Fourth, regarding the statement in the conclusion, “DTI has been shown to be more effective in detecting alcohol-induced changes on the human brain compared with BAC (blood alcohol concentration) or BrAC (breath alcohol concentration),” we found, in both the high- and low-dose groups, that the BrAC was at the highest concentration at 0.5 hours, representing the peak of blood-ethanol concentrations, but the ADC values reached the lowest values at 1 hour post–alcohol administration (Fig 3A, –B, and –E). Significant changes in ADC values in the frontal lobes, thalamus, and middle cerebellar peduncle in our study showed that these areas are more vulnerable to the effects of acute alcohol consumption. Moreover, in our study, when the BrAC descended to 0, we could see that the ADC values in the brain were still lower than those before drinking, which reflects the existence of brain edema. The alterations of blood alcohol content or BrAC cannot directly reflect these changes in brain.

Fifth, the author of the letter said that both studies used alcoholic beverages instead of pure ethanol. Understandably the author’s comment is subject to 1 common limitation. In our study, we used Maotai, a kind of Chinese spirits (Chinese spirits have been distilled mainly from fermented cereals). To our knowledge, besides ethanol, other components of Maotai have little CNS effect.

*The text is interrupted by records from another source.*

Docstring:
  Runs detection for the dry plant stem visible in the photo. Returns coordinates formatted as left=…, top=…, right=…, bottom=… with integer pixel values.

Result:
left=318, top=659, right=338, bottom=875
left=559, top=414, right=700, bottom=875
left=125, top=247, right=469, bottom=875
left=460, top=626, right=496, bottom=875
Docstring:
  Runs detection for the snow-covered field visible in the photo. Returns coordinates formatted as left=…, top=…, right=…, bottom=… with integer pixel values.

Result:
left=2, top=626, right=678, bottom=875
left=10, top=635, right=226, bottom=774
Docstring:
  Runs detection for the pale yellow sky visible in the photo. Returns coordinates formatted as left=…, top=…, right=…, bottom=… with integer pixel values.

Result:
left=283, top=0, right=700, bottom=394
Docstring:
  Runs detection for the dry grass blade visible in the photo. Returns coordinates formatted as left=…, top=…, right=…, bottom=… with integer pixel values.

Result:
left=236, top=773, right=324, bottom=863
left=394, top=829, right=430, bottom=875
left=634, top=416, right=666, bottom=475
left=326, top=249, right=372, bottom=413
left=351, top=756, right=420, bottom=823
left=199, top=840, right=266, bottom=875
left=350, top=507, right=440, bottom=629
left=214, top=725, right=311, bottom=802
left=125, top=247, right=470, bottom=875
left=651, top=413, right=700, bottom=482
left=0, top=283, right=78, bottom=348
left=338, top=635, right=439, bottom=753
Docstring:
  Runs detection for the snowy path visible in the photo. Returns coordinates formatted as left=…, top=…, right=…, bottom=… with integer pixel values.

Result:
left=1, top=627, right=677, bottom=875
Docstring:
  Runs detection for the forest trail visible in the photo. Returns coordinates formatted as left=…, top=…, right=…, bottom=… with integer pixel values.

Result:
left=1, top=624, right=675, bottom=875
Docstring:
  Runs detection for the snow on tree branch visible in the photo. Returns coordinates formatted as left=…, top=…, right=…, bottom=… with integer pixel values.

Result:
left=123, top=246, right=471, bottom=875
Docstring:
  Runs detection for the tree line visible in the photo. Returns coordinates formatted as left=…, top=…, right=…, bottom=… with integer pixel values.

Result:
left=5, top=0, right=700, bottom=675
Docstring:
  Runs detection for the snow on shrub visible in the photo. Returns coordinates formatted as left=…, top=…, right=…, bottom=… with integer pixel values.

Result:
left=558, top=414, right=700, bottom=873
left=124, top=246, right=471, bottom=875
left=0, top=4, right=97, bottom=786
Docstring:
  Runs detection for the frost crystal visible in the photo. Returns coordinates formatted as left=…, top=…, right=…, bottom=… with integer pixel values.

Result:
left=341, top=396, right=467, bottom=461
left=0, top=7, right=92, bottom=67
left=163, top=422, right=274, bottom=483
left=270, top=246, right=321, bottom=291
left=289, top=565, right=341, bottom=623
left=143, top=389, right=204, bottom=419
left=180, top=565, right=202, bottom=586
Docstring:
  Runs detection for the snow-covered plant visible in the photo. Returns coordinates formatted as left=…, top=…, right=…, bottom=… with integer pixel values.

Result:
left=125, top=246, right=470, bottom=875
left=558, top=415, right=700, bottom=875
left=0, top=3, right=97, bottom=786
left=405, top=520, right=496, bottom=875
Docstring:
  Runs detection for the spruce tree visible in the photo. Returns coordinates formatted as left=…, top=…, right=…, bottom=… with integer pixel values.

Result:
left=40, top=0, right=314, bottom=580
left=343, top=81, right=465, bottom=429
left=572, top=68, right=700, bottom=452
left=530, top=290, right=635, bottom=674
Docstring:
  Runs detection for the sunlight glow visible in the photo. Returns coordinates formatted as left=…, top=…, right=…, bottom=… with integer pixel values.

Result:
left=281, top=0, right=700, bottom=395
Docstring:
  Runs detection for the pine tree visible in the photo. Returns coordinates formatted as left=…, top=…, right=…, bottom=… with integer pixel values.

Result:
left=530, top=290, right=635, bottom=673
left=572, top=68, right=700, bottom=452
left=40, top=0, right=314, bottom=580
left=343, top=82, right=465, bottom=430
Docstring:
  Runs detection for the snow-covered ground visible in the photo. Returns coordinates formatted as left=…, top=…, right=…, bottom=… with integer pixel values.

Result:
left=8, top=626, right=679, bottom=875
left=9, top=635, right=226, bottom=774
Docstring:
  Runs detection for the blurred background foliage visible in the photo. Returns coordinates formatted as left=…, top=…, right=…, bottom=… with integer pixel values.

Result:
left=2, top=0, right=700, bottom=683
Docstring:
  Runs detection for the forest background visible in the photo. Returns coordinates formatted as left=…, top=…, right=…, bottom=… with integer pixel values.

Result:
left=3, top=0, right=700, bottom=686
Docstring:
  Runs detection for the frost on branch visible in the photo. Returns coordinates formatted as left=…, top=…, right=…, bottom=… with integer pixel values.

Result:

Finally, we agree that better designed studies with a greater number of subjects would yield more information on the acute effects of alcohol on DTI parameters. We believe that some other mechanism is more likely to cause the alterations that could possibly be detected on functional MR imaging. Ethanol has different actions on different neurotransmitter receptors; while it potentiates some, it deactivates the rest. It is very likely that different imaging findings might be encountered, depending on microstructural changes in different parts of the brain. In our other study, we tried to use MR spectroscopy to investigate the change of metabolites in the rat brain after acute alcoholism at 7T MR imaging, and we also used DTI combined with MR spectroscopy in a study of the acute effects of alcohol on the human brain. We have found some interesting microstructural changes in the brain after administrating alcohol.